İLÂHÎ ADALET SÜRECİNDE ŞEFAAT VAR MI? (1) PDF 
Pazar, 23 Haziran 2019 00:00

İLÂHÎ ADALET SÜRECİNDE ŞEFAAT VAR MI? (1)

Cevap: Şefaat sadece Allah’ındır. Şefaat hakkında anlatılanlar abartılardan ibaret olup Kur’ân’a aykırıdır. Bu konuyu izah etmemiz gerekir.

Şef‘: teki çift yapmak, şüf‘a: ortağın malını kendi malına eklemek; şefî‘, şüf‘a (ortaklık) hakkı bulunan ve şefâ‘at edebilen demektir. Kur’ân-ı Kerîm’de tek anlamındaki vetrin karşıtı olarak kullanılan şefâ‘at, yardımsız olan kişiye destek olup onu yalnızlıktan kurtarmak, çift yapmak anlamına geldiği gibi, birinin huzurunda iltimas, aracılık yaparak ona mevki, menfaat sağlamak veya onu cezâdan kurtarmak anlamına da gelir. İşte âhiretteki şefâ‘at de birinin kurtuluşu, derecesinin yükselmesi için Allah katında ona yardımcı olmak, iltimas ve aracılık yapmak şek­linde açıklanmıştır.

Müşrikler (Allah’a ortak koşanlar), Allah’ın kızları sandıkları ve taş heykellerle sembolleştirdikleri meleklerin, Allah ile kendileri arasında şefâ‘atçi olacaklarına, kendilerini Allah’a yaklaştıracaklarına inandıkları gibi Yahûdî ve Hıristiyanlar da peygamberlerinin ve din adamlarının, Allah katında kendilerine şefâ‘at edeceklerine inanıyorlardı.
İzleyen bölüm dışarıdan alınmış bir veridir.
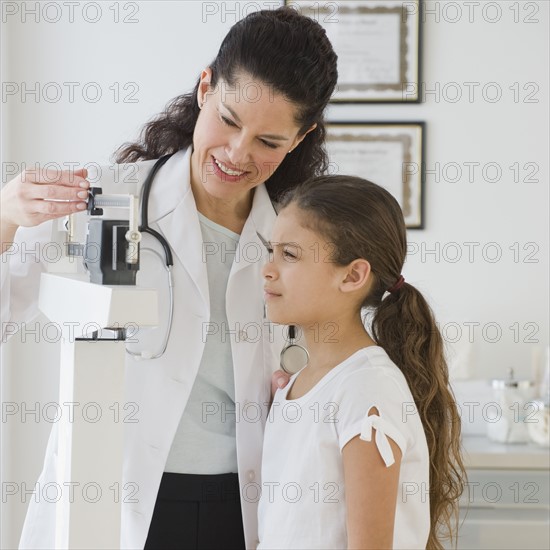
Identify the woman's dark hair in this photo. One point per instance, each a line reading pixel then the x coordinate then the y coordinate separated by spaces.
pixel 284 50
pixel 363 220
İşte Kur’ân, onların bu inancını reddetmektedir. Allah’a kulluk için aracılara gerek olmadığını, O’nun izni olmadan kimsenin şefâ‘at ede­meyeceğini ve Allah’ın kulları olan meleklerin de O’nun izni olmadan kimseye bir yarar veya zarar veremeyeceklerini; onun için sadece Al­lah’a tapmak gerektiğini tekrar tekrar vurgulamaktadır ki bu, tevhîdin esasıdır. Ve herhangi ad altında olursa olsun, Allah ile kul ara­sına aracı sokmak, Allah’tan başkasının insanı azâptan kurtaracağına inanmak, ad değiştirmiş şirkten başka bir şey değildir; tevhîde aykırıdır, merdûddur.

Kur’ân şefâ‘ati tamamen reddetmiyor. Necm 26’ncı âyetin içeri­ğinden, meleklerin veya Allah katında makbul kişilerin şefâ‘at edebi­lecekleri anlaşıldığı gibi, diğer sûrelerdeki çeşitli âyetlerden de bu an­laşılmaktadır. Ancak Allah öyle yüce, ulu pâdişahtır ki O’nun hu­zu­run­da, kendisi izin vermedikçe, kimse söz söylemeğe, şefâ‘at etmeğe kal­kışamaz. Allah kime şefâ‘at etme izni verirse ancak o şefâ‘at edebilir ve ancak Allah’ın râzı olduğu kuluna şefâ‘at edebilir. Allah’ın râzı olma­dığına şefâ‘at edemez. O halde meleklerin şefâ‘atine erebilmek için meleklere değil, Allah’a tapmak gerekir. Allah’ı bırakıp başka varlıklara tapmak, Allah’ı gücendirir. Allah, meleklere, kendisinden başkasına tapanlara şefâ‘at etme izni vermez. Bundan dolayı meleklere tapmak, onların şefâ‘at etmelerine değil, tersine etmemelerine neden olur.